Prezado
Pastor!
Quero
agradecer a sua amável carta. Estou contente por não me ter condenado. O que o
magoa foi também para mim um desgosto. Eu queria ter evitado o sarcasmo e a
ironia, mas não consegui, pois foi este o meu sentimento. E se não o tivesse
dito, estaria de qualquer forma aí oculto, o que teria sido pior. Só percebi
mais tarde que eles têm seu lugar como expressões de resistência contra a
natureza de Deus que nos coloca em contradição conosco mesmos. Eu tive de
soltar-me de Deus, por assim dizer, para encontrar em mim aquela unidade que
Deus procura através do ser humano. Isto se parece mais com a visão de Simeão,
o teólogo (2), que procurava em vão Deus em toda parte do mundo, até que este
surgiu finalmente em seu coração como um pequeno sol. Onde mais poderia a
antinomia divina chegar a unidade, a não ser naquilo que Deus preparou para si
este fim? Parece-me que só a pessoa que procura realizar a sua humanidade faz a
vontade de Deus, mas não aquele que foge da dura realidade de “ser humano” e
volta ao Pai antes do tempo, ou nunca deixa a casa do Pai. O tornar-se pessoa
humana parece-me ser o anseio de Deus em nós.
O sarcasmo
não é realmente uma bela qualidade, mas sou forçado a usar meios que gostaria
de rejeitar, para poder livrar-me do Pai. Deus mesmo usa outros meios para
estimular as pessoas à consciência. Espero que não tenhamos esquecido o que
aconteceu na Alemanha e que acontece todos os dias na Rússia. O sofrimento de
Jó não para e propaga-se aos milhões. Não posso passar por cima disso. Enquanto
permaneço no Pai, nego-lhe a pessoa humana com a qual ele poderia unificar-se;
e minha melhor colaboração não seria tornar-me Um? (Nunguam unum fácies, nisi
ex te ipso fiat unum) (3). Deus
certamente não escolheu para filhos aqueles que ficam presos a ele como
Pai, mas aqueles que tiveram a coragem de andar com os próprios pés.
Sarcasmo
é um meio que usamos para esconder de nós mesmos os sentimentos feridos; daí o
senhor pode ver o quanto me feriu o conhecimento de Deus e o quanto teria
preferido permanecer uma criança na proteção do Pai e evitar a problemática dos
opostos. Talvez seja mais difícil libertar-se do bem do que do mal. Mas sem o
pecado não há libertação do bom Pai; nesse caso o sarcasmo desempenha o papel
correspondente. Como indico na epígrafe “Doleo supe te” (4), lamento
sinceramente ferir sentimentos louváveis. Tive de superar neste aspecto várias
hesitações. Além do mais seria eu o prejudicado em relação a uma maioria
esmagadora. Todo desenvolvimento e mudança para melhor são sempre cheios de
sofrimento. Isto poderiam sabê-lo melhor os da Reforma. Mas o caso é diferente
quando eles mesmos precisam de reforma. De um modo ou de outro, certas
perguntas precisam ser feitas e respondidas. Sinto ser obrigação minha
estimular isto.
Com
renovado agradecimento,
C. G.
Jung.
(1) Dr.
Hans Schär, 1910-1968, professor de Teologia e Psicologia da Religião na
Universidade de Berna. Obras, entre outras: Religion und Seele in der
Psuchologie C. G. Jungs, Zurique 1946 e Erlösungsvorstellungenm und ihre
psychologischen Aspekte, Zurique 1950. Ele
oficiou nos funerais da senhora Emma Jung e também falou no funeral de C. G.

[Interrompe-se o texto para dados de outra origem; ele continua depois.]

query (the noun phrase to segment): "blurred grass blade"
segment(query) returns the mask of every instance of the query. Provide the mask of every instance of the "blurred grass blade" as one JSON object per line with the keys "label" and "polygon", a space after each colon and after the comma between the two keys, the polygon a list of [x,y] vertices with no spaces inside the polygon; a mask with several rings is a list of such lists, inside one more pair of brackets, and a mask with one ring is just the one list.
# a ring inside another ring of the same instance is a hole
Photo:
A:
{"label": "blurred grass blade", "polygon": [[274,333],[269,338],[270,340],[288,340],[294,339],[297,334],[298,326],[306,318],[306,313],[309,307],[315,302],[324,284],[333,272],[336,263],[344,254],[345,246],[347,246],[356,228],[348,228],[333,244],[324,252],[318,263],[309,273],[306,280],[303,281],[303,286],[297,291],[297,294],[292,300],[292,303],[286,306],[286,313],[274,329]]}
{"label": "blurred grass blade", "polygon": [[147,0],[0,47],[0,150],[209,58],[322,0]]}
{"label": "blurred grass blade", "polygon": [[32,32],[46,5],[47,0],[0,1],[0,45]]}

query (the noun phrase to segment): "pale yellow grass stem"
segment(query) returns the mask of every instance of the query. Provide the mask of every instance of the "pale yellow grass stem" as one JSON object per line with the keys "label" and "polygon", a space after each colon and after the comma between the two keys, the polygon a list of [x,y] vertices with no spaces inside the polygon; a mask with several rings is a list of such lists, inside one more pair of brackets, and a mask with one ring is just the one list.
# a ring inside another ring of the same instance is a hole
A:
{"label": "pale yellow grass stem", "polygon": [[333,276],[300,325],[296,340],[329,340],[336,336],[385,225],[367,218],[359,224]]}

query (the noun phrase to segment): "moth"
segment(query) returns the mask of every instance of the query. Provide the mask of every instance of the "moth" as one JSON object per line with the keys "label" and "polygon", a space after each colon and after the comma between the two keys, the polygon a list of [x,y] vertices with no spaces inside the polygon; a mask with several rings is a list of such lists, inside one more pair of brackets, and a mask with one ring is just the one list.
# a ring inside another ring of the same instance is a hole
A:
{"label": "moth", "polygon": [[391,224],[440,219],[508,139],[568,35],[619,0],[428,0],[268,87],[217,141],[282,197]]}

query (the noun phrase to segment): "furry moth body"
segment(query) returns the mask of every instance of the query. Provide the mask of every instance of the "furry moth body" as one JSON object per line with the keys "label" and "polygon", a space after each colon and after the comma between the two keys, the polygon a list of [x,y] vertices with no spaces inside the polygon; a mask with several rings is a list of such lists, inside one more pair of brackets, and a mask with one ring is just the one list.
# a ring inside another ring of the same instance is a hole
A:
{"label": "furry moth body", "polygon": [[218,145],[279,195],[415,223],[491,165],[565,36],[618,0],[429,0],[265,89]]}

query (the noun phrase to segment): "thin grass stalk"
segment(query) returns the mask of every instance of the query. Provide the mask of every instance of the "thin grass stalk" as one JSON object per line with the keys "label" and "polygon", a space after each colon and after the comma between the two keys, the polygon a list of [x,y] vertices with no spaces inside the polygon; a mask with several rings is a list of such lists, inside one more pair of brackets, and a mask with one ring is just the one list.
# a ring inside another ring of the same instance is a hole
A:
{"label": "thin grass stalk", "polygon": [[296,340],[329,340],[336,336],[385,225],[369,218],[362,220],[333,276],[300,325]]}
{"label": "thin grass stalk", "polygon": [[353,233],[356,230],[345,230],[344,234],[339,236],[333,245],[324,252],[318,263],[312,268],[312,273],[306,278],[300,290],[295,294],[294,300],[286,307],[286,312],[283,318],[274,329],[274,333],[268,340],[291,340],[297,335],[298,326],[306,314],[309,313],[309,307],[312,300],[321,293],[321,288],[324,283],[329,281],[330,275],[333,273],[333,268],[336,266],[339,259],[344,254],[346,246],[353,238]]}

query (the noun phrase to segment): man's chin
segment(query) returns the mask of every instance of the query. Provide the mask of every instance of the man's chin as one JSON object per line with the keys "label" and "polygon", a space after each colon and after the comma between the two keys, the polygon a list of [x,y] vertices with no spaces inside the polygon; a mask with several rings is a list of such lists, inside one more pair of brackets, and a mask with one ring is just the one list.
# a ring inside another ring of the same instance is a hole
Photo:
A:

Jung. Jung refere-se a uma carta do Dr. Schär sobre Resposta a Jó.
(2)
Simão, o teólogo, místico da Igreja oriental, por volta de 949-1022.
(3) “Jamais
farás com que os outros se tornem o Um, se antes tudo mesmo não te tornares Um”.
De Dorneo: “Philosophia meditativa”, tem Theatrum Chemicum, 1602, I, p. 472.
Cf. Psicologia e alquimia, 1952; OC, Vol. XII, § 358.
(4) “Quanto
estou dolorido por ti” – II Samuel 1.26. Epígrafe de Resposta a Jó.